Al no ser capaz de seguir las clases de tipo coreográfico, ni los circuitos en video… Siendo bastante difícil para mí navegar la selva de máquinas y otros accesorios, siempre me he beneficiado más que ningún otro usuario, de los entrenadores de piso. Comencé a notar sin embargo, que era siempre uno de dichos entrenadores quien se tomaba la “molestia” de atenderme. Si por algún motivo faltaba, los demás se mostraban incómodos y evasivos.

“Podrías pagarte un entrenador personal”, dijo el gerente, cuando hablé con él, al respecto. Eso no me parecería justo. Este gimnasio ofrece muchos beneficios que yo no puedo aprovechar y no debería verme “obligada” a pagar extra.

Poco después la gerencia cambió, mi instructor favorito renunció. Flaquearon mis ganas de vérmelas con los otros, así que volví de nuevo solo al cardio. Procurando esporádicamente hacerme acompañar por alguien que pegara nuevos cuadritos a otra máquina.

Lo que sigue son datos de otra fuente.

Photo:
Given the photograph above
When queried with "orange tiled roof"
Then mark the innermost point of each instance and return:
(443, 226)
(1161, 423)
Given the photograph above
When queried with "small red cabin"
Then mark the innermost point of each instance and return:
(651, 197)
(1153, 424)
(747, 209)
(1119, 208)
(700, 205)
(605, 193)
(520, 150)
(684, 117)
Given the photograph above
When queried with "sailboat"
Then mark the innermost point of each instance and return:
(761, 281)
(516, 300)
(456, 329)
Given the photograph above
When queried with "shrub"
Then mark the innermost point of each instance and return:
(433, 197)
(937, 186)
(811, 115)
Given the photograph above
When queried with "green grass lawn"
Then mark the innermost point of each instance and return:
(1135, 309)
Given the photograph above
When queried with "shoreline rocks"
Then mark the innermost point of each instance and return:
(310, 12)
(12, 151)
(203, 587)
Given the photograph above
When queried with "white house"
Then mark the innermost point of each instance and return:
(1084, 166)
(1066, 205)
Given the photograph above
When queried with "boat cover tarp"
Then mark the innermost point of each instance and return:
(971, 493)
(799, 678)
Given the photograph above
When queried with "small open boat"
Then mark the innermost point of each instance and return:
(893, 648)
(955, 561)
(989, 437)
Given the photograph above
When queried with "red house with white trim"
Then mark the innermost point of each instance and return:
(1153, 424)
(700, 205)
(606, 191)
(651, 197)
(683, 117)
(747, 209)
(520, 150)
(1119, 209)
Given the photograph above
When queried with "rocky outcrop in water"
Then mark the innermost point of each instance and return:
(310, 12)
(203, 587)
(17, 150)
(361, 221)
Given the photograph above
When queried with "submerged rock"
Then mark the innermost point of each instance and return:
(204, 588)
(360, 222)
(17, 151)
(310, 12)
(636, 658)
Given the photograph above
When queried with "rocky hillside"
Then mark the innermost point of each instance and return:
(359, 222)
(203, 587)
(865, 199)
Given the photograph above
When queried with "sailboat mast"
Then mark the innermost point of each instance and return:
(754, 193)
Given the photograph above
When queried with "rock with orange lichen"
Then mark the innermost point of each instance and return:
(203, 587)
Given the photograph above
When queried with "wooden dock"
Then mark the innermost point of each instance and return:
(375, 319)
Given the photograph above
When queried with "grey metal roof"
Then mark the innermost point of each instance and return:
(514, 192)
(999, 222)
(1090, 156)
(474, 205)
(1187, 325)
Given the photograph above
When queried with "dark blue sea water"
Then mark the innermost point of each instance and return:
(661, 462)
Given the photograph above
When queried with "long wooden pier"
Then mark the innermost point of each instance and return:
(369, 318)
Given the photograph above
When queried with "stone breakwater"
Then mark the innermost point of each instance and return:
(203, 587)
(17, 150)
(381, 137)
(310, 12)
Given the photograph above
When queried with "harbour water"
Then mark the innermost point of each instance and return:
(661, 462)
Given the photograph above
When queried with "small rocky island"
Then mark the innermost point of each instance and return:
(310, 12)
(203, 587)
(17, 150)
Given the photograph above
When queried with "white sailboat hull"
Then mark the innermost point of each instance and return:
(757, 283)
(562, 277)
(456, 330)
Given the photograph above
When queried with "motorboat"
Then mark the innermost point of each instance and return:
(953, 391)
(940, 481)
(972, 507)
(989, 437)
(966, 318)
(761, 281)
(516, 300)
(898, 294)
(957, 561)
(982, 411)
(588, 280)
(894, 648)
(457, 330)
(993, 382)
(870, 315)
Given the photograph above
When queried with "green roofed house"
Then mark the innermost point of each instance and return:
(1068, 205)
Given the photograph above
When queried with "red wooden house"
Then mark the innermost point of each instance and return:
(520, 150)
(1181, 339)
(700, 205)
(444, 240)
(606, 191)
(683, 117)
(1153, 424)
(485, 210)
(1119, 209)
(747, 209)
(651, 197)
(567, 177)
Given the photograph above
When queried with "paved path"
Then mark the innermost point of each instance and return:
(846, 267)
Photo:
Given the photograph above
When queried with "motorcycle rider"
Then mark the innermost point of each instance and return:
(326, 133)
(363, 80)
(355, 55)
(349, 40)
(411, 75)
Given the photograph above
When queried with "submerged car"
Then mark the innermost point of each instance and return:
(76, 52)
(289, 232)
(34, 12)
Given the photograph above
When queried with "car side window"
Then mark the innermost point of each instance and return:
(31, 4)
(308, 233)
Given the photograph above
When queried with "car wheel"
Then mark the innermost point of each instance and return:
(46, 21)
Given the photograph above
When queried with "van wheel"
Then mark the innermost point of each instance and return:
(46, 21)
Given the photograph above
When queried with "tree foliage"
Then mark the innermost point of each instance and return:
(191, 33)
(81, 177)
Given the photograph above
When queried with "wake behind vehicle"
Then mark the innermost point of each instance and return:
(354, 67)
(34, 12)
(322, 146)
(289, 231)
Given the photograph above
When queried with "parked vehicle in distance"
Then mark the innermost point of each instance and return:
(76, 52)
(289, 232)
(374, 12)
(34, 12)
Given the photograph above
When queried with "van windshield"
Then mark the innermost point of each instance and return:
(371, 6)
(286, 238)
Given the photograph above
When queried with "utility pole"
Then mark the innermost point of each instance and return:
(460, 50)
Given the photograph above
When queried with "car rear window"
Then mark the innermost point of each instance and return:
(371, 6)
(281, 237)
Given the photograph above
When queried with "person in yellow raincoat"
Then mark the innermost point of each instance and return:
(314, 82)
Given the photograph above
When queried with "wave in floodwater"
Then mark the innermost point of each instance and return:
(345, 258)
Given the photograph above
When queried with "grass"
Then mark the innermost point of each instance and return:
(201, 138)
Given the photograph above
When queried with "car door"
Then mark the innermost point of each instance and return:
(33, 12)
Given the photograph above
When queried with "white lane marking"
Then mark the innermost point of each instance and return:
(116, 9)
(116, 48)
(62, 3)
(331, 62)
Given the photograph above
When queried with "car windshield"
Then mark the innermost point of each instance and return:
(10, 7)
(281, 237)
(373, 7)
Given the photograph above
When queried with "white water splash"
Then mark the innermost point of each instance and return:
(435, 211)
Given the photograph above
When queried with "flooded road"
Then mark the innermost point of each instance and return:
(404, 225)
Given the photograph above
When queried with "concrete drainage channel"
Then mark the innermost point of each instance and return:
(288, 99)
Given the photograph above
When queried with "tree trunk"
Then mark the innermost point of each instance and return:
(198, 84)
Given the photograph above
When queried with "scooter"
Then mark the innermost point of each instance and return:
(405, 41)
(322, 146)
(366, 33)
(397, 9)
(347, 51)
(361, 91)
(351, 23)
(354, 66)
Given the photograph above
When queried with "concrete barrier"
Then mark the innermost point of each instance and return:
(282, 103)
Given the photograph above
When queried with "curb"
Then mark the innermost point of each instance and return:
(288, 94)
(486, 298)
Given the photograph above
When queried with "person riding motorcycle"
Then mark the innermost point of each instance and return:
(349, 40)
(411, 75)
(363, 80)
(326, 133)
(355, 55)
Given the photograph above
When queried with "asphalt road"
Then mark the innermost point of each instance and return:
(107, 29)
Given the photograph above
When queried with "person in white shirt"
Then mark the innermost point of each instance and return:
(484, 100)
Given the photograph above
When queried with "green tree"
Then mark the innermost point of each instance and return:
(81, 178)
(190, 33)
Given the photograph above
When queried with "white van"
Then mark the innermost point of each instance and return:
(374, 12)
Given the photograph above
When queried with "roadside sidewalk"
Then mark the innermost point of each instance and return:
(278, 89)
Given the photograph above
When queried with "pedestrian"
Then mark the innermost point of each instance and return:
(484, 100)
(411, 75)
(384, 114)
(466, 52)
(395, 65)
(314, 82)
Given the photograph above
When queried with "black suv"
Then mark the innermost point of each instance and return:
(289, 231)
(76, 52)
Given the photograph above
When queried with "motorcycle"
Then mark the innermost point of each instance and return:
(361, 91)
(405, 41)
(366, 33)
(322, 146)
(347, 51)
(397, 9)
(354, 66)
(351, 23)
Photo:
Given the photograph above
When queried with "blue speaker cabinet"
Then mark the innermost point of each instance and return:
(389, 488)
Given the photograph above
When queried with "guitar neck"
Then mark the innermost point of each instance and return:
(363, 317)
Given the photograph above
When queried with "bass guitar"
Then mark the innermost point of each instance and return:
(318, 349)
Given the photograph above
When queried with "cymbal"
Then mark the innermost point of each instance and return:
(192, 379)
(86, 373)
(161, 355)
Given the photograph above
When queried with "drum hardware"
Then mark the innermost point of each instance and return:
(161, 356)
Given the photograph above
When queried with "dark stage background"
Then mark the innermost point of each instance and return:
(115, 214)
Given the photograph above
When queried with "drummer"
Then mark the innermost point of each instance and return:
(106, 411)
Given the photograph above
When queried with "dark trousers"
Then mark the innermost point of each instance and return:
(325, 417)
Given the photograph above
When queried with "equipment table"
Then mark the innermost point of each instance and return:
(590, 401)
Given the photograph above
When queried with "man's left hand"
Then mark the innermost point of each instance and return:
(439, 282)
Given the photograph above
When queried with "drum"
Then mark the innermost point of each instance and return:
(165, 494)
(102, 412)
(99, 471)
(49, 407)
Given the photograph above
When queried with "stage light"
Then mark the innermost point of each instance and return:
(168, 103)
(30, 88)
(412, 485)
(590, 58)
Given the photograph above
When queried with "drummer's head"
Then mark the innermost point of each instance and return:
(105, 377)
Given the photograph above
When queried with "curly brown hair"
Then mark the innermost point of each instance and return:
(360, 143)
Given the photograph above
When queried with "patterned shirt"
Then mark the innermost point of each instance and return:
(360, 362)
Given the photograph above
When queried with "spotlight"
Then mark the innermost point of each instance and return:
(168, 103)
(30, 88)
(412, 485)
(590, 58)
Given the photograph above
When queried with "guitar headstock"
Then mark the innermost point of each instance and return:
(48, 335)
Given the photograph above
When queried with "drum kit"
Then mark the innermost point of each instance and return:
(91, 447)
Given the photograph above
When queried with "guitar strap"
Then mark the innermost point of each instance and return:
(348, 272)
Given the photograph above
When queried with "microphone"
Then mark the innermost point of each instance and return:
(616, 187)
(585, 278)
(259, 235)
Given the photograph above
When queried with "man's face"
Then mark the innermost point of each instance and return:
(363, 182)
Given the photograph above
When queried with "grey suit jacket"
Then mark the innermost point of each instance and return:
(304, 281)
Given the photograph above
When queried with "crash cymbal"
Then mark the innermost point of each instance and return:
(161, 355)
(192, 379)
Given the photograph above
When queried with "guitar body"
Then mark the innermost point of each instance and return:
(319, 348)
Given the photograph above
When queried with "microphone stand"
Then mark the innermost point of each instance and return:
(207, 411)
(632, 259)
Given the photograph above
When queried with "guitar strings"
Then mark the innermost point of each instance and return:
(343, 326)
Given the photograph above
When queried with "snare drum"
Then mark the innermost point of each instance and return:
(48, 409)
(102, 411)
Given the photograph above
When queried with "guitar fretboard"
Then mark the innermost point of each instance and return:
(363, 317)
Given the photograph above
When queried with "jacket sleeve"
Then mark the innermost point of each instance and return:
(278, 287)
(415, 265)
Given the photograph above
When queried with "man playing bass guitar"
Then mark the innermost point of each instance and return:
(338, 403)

Llegó la pandemia, cerró el gimnasio. Con el correr de los meses el pan de ajo casero se volvió mi mejor antídoto contra la desesperanza y la incertidumbre. Las caderas se me ensancharon y el abdomen ni se diga. De repente un día, recibo una llamada telefónica. Es el instructor que renunció.

”Estoy dando entrenamientos personalizados a domicilio. ¿Te gustaría que lo intentaramos?”

Me fascinaba la idea pero en casa no había las condiciones necesarias para poder trabajar. Así que cuando finalmente reabrió el gimnasio, terminé por hacer aquello a lo que antes me opuse: contratar al entrenador además del gimnasio. Pero la verdad no me quejo.

Él me pone ejercicios que a mí nunca se me hubieran ocurrido. Me arrima los accesorios, se asegura que trabajemos en una zona donde haya poca circulación de otros usuarios. Y ni qué decir del cubrebocas y la careta que es obligatorio utilizar. Ya estoy más que acostumbrada.

Al final pagar extra efectivamente resolvió mis problemas. Pienso en otras personas ciegas que durante el confinamiento buscan mantenerse en forma, sin la facilidad de poder seguir una clase en línea. Espero que haya alguna persona, (o más de una), dispuesta a contribuir con el extra de paciencia y tiempo que pudiera representar acompañarle en una caminata o un entrenamiento personalizado, ya sea a cambio de un pago en dinero o de algún otro modo que sea conveniente.

Alguna vez durante una estancia en los Estados Unidos acudí a un gimnasio. Desde luego no me prohibieron la entrada pero tampoco me sentí bienvenida. Pues justo cuando me disponía a explicar lo de los cuadritos de cinta, me pusieron delante un contrato que tendría que firmar, eximiéndose de cualquier responsabilidad ante un accidente. Jamás he sufrido percance alguno en ningún gimnasio, con ni sin entrenador a mi lado. Entiendo el afán levemente paranóico del contexto norteamericano, pero la buena disposición de flexibilizarse un poco ante las necesidades particulares de un usuario, una flexibilidad con carácter humano, o si se quiere, un buen servicio al cliente, se agradece hondamente desde el alma.